L'aspetto più direttamente percepibile di questa crisi cronica dell'urbanizzazione nei paesi sottosviluppati è la moltiplicazione degli insediamenti improvvisati, molto spesso senza il minimo trattamento del suolo occupato. Le loro caratteristiche sono note: localizzazione nei luoghi meno adatti all'urbanizzazione (i soli dove li si tollera) e nei più insalubri; agglomerati di rifugi fragili, insufficienti a proteggere dalle intemperie, dai roditori, dai parassiti, ed esposti alle tempeste, alle inondazioni, agli incendi; ammassi di rifiuti, inquinamenti di ogni genere, promiscuità e contagi (bidonvilles, villas miserias, callampas, favelles, barriadas, tugorios, ranchos del Nordafrica e dell'America Latina, ‛villaggi' suburbani delle metropoli africane, catapecchie e sordidi baraccamenti delle città indiane, ecc.). La popolazione instabile, decimata dalle malattie e dalla mortalità infantile, può essere difficilmente censita, ma ci si azzarda spesso ad affermare che essa supera il numero della popolazione propriamente urbana di molte capitali americane o africane. L'insediamento sottointegrato o non integrato non è che una conseguenza dell'incapacità dell'economia urbana di fornire lavoro, redditi e, quindi, mezzi per pagare un affitto e per giustificare degli investimenti immobiliari. È violentissimo il contrasto tra le costruzioni di prestigio del centro della città all'americana, con strade di grattacieli ingombre di vetture di lusso e dalle illuminazioni abbaglianti, e il brulichio oscuro di coloro che non sono ammessi al paradiso urbano, ma vengono a mendicarvi il semplice diritto di sopravvivere.

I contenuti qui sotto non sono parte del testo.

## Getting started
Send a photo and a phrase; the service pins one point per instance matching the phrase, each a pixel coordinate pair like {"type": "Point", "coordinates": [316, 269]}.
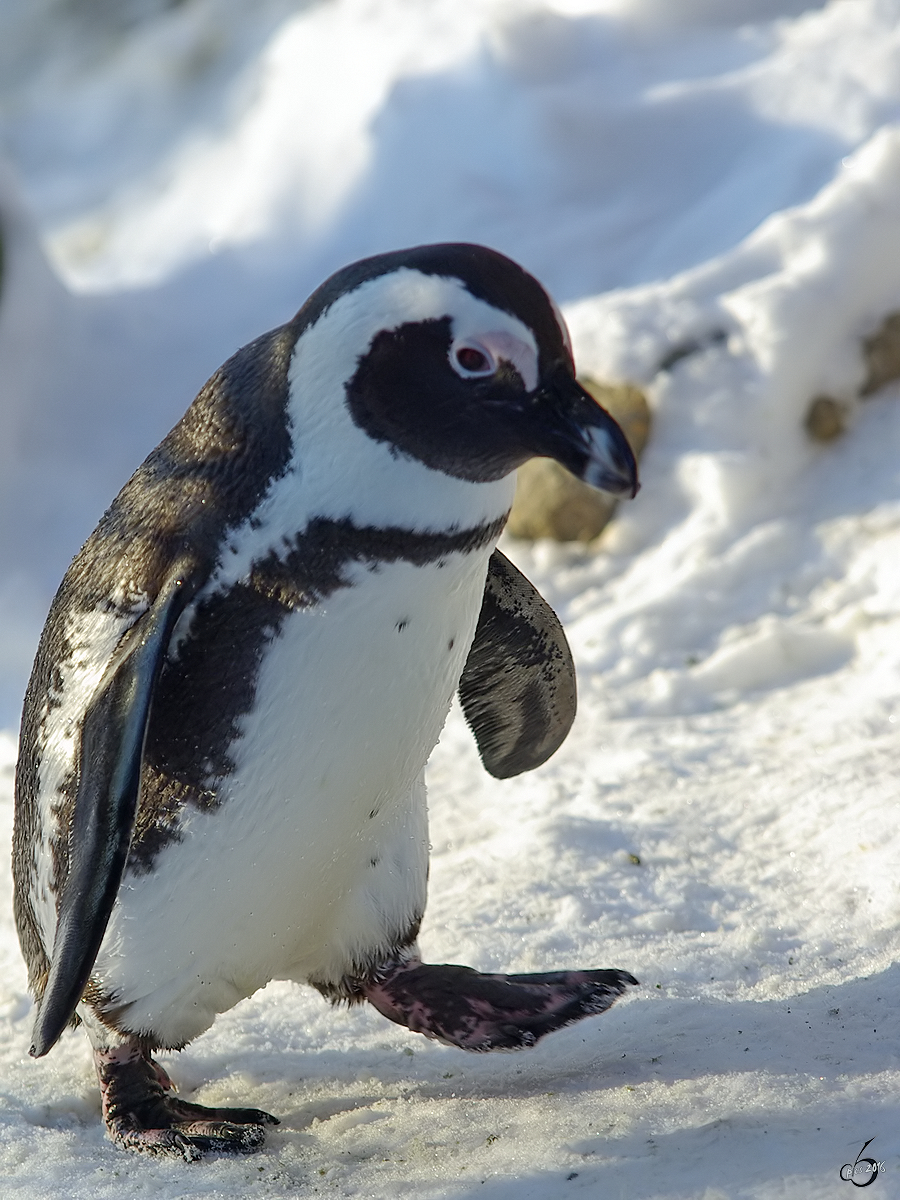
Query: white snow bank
{"type": "Point", "coordinates": [723, 820]}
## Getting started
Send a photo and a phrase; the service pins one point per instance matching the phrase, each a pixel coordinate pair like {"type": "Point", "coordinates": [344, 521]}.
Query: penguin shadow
{"type": "Point", "coordinates": [652, 1096]}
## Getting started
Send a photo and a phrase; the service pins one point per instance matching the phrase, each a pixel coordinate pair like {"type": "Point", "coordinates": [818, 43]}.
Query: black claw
{"type": "Point", "coordinates": [143, 1114]}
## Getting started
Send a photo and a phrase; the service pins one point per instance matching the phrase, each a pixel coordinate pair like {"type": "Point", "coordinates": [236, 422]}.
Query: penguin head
{"type": "Point", "coordinates": [456, 357]}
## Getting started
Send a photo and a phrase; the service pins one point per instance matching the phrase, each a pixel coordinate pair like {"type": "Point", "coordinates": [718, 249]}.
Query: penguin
{"type": "Point", "coordinates": [247, 665]}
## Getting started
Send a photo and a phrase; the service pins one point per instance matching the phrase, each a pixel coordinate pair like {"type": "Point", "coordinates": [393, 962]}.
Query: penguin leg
{"type": "Point", "coordinates": [465, 1008]}
{"type": "Point", "coordinates": [141, 1111]}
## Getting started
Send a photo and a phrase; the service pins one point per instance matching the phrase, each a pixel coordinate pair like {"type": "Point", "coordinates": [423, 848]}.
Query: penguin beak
{"type": "Point", "coordinates": [582, 436]}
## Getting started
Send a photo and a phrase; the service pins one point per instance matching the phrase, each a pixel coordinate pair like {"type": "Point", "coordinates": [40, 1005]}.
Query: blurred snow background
{"type": "Point", "coordinates": [713, 193]}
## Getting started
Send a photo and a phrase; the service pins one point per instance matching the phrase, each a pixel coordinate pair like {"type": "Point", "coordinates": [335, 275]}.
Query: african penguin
{"type": "Point", "coordinates": [250, 661]}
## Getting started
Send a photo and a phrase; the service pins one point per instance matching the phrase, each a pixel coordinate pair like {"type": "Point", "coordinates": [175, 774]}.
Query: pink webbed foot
{"type": "Point", "coordinates": [478, 1012]}
{"type": "Point", "coordinates": [141, 1111]}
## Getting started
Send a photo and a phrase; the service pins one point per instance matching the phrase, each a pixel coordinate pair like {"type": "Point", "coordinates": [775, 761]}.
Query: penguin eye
{"type": "Point", "coordinates": [472, 360]}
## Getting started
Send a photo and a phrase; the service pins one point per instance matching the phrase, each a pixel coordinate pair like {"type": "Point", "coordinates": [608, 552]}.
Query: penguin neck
{"type": "Point", "coordinates": [339, 477]}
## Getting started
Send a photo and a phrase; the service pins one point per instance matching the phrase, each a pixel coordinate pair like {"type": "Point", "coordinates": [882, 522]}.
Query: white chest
{"type": "Point", "coordinates": [317, 853]}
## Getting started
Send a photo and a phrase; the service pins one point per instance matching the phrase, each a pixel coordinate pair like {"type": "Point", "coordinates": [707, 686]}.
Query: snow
{"type": "Point", "coordinates": [703, 185]}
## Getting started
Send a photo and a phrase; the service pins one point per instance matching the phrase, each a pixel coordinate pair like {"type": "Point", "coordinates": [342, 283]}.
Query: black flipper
{"type": "Point", "coordinates": [106, 803]}
{"type": "Point", "coordinates": [517, 689]}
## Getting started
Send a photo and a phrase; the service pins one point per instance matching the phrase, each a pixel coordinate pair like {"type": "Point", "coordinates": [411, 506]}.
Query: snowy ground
{"type": "Point", "coordinates": [723, 820]}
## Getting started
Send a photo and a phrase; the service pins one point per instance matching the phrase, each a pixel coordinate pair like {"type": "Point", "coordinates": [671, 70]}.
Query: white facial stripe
{"type": "Point", "coordinates": [563, 327]}
{"type": "Point", "coordinates": [336, 469]}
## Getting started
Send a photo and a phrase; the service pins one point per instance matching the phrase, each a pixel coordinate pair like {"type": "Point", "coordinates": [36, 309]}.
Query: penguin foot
{"type": "Point", "coordinates": [465, 1008]}
{"type": "Point", "coordinates": [142, 1114]}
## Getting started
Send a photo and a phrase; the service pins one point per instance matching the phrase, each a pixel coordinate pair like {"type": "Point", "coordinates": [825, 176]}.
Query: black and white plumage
{"type": "Point", "coordinates": [247, 665]}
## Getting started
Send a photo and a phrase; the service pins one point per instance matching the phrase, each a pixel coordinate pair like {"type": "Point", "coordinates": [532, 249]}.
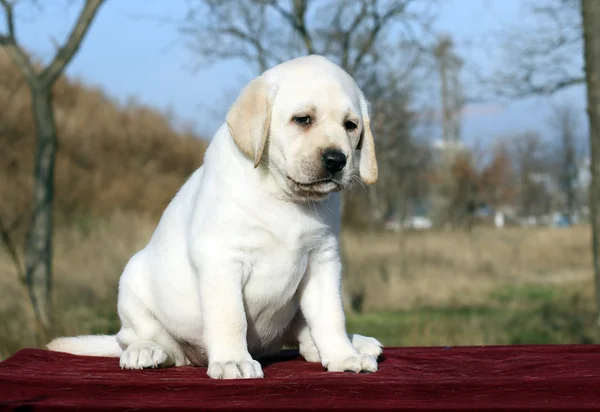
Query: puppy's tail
{"type": "Point", "coordinates": [93, 345]}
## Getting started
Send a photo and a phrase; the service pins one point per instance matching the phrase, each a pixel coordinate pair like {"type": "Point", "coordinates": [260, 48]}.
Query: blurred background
{"type": "Point", "coordinates": [476, 233]}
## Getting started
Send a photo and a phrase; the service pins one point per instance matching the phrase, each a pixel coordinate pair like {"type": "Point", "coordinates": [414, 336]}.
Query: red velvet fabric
{"type": "Point", "coordinates": [460, 378]}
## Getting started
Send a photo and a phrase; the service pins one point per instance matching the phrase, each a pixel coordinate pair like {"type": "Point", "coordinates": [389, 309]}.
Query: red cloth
{"type": "Point", "coordinates": [460, 378]}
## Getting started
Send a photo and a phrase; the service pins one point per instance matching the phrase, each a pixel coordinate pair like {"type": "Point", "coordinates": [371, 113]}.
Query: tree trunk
{"type": "Point", "coordinates": [590, 10]}
{"type": "Point", "coordinates": [38, 252]}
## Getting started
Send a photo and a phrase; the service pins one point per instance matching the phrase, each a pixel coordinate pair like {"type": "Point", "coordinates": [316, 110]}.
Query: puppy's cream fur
{"type": "Point", "coordinates": [245, 257]}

Dappertutto si sono cercati degli espedienti; attualmente è difficile immaginare delle soluzioni: separazione radicale degli insediamenti, come a Brasilia (parecchie decine di chilometri tra la capitale di prestigio e le ‛città-satelliti' della povera gente); sistemazione di un minimo di servizi e di attrezzature (distribuzione dell'acqua, distruzione dei rifiuti) nelle zone abbandonate all'insediamento spontaneo (parecchie città dell'Africa tropicale, fraccionamientos proletarios del Messico, la maggior parte delle bidonvilles delle città marocchine). Bisognerà attendere che l'economia sia capace di assicurare il lavoro a flussi migratori, rallentati da una riduzione della pressione demografica e da una migliore utilizzazione della popolazione rurale nelle campagne. Il problema della città si confonde quindi con quello di tutta l'economia e dell'intera società. E si può ben concludere che, dovunque, la città è insieme rappresentativa di una storia molto lunga e di un presente pieno di incertezze.